Treatment_ID Start_Date Valid Break_Months Elapsed Last1 47 0098 2012-10-01 2016-07-30 1 47 2 48 0098 2012-10-01 2016-08-31 1 48 2 49 0031 2016-09-01 2016-09-30 0 1 48 50 0031 2016-09-01 2016-10-30 1 2 48 51 0031 2016-09-01 2016-11-30 1 3 48 52 0031 2016-09-01 2016-12-30 1 4 48 53 0031 2016-09-01 2017-01-30 1 5 48 54 0031 2016-09-01 2017-03-02 1 6 48 55 0031 2016-09-01 2017-03-30 1 7 48 56 0012 2017-03-01 2017-03-30 6 1 7
For Last2 variable Last2 I use the following code:
#Compute Last2 DF$Last2=NA DF$Last2[1]=0 for(k in c(2:length(DF$Last2))) { DF$Last2[k]=ifelse(DF$Treatment_ID[k]==DF$Treatment_ID[k-1],DF$Last2[k-1], ifelse(DF$Treatment_ID[k]!=DF$Treatment_ID[k-1],DF$Break_Months[k],0)) }
In this case, it seems to have worked, but it is not. Although 6 is true, the comparison is not very well defined, since 0012 and 0031 have the same Valid date, and the optimal observation uses the latest observation from group 0098 . Therefore, the value of Break_Months . Again, I could not fix the loop with the correct logic defined with last_obs_index .
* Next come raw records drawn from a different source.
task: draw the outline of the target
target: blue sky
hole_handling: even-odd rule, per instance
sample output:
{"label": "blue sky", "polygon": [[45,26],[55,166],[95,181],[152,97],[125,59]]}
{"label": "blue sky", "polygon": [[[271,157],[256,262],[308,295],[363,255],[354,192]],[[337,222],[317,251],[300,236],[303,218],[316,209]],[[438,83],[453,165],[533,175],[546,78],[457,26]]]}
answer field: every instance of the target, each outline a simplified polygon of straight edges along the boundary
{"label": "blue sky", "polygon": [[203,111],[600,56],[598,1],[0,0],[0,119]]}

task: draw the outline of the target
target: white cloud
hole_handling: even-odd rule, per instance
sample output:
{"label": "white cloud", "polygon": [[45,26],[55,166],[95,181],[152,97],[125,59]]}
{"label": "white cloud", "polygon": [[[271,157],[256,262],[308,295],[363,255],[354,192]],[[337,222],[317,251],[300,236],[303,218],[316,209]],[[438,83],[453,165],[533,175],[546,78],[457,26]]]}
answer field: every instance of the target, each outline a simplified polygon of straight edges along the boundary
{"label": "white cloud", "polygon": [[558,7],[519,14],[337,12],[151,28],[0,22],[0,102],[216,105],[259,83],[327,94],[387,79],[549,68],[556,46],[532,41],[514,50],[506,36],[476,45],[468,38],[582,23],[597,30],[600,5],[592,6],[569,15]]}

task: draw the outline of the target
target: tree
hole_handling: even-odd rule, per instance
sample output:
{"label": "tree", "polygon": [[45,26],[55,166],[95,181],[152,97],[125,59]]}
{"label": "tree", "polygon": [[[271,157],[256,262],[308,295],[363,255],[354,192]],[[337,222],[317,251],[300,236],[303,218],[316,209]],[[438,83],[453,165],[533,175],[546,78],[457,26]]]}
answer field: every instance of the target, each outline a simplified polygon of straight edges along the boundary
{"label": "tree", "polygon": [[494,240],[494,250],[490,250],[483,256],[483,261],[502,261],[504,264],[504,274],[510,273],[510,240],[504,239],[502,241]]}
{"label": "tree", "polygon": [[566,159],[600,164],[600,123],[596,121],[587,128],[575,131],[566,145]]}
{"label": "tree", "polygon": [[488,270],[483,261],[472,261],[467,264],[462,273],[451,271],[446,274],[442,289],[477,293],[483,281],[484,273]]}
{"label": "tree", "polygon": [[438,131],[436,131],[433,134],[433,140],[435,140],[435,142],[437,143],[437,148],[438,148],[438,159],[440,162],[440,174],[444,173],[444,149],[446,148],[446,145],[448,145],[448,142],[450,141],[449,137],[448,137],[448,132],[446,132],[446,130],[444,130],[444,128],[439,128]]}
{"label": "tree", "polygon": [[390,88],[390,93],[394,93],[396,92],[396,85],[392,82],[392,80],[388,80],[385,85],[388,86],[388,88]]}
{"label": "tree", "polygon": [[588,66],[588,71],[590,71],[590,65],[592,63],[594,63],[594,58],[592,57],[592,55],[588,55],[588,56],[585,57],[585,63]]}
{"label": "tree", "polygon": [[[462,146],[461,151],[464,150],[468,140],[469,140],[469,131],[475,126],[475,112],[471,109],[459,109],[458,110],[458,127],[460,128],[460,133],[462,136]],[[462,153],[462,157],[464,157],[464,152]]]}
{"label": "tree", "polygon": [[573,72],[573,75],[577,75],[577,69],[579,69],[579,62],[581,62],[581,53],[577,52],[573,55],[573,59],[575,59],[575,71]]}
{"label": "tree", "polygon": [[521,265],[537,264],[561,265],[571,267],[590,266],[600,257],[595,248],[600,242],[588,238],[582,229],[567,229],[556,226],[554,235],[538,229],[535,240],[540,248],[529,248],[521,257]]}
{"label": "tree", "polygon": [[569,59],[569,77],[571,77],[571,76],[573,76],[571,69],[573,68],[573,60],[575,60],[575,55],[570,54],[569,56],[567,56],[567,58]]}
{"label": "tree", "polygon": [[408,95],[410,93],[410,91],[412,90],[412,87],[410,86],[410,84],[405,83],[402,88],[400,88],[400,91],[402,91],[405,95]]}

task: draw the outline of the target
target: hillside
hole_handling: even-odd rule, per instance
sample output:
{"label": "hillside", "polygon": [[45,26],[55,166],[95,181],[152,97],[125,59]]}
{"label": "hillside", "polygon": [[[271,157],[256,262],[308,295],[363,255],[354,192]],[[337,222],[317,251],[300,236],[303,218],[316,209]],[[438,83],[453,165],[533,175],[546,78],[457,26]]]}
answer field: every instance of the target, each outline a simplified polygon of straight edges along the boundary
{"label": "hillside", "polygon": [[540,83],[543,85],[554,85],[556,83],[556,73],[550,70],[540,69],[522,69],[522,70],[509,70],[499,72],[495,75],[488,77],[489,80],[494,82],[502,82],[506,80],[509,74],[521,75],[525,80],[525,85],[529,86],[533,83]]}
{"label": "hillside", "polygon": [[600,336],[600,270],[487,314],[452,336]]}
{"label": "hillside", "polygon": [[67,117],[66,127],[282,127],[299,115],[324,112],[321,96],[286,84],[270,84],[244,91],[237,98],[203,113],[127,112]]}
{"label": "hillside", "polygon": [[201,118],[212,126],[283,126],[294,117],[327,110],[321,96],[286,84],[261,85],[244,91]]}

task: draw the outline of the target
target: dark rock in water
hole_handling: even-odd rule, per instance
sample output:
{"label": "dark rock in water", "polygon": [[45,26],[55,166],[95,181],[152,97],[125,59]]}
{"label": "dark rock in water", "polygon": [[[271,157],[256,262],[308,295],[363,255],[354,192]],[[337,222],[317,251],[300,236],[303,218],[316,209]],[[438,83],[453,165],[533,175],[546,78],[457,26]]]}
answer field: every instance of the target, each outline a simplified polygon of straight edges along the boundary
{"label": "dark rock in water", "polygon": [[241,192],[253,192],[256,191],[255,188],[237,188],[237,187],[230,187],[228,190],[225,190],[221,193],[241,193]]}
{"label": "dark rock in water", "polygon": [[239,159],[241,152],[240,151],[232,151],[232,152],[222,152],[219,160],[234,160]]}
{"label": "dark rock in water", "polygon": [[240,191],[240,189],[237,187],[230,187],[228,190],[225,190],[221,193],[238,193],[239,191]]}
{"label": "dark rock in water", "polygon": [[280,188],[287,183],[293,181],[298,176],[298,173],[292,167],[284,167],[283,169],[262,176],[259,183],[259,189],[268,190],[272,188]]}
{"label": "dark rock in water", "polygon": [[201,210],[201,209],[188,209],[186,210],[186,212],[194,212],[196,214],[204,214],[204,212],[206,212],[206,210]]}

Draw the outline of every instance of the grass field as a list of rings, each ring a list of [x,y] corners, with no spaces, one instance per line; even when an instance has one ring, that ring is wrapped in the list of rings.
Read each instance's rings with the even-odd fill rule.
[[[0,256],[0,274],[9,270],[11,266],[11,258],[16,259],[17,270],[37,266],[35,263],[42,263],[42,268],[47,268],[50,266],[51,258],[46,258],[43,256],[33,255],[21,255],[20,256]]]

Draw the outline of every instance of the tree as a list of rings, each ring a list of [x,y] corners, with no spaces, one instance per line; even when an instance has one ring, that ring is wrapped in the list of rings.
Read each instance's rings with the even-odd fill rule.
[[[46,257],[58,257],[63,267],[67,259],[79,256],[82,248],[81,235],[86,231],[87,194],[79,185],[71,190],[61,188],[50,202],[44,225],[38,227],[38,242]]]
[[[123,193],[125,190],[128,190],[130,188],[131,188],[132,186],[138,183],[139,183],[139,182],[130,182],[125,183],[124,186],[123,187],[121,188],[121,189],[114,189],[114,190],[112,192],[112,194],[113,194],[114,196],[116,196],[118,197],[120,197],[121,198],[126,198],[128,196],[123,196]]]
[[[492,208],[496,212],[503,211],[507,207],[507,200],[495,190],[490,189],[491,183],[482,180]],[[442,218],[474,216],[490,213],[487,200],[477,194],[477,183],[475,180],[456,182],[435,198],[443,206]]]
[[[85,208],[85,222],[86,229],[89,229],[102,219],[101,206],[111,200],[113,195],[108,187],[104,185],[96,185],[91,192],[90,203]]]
Treatment_ID Start_Date Valid Break_Months Elapsed Last1 Last2 47 0098 2012-10-01 2016-07-30 1 47 2 4 48 0098 2012-10-01 2016-08-31 1 48 2 4 49 0031 2016-09-01 2016-09-30 0 1 48 0 50 0031 2016-09-01 2016-10-30 1 2 48 0 51 0031 2016-09-01 2016-11-30 1 3 48 0 52 0031 2016-09-01 2016-12-30 1 4 48 0 53 0031 2016-09-01 2017-01-30 1 5 48 0 54 0031 2016-09-01 2017-03-02 1 6 48 0 55 0031 2016-09-01 2017-03-30 1 7 48 0 56 0012 2017-03-01 2017-03-30 6 1 7 6
Thanks for all the help this time, is it possible to get tips on how to adapt the loops to properly compare comparisons.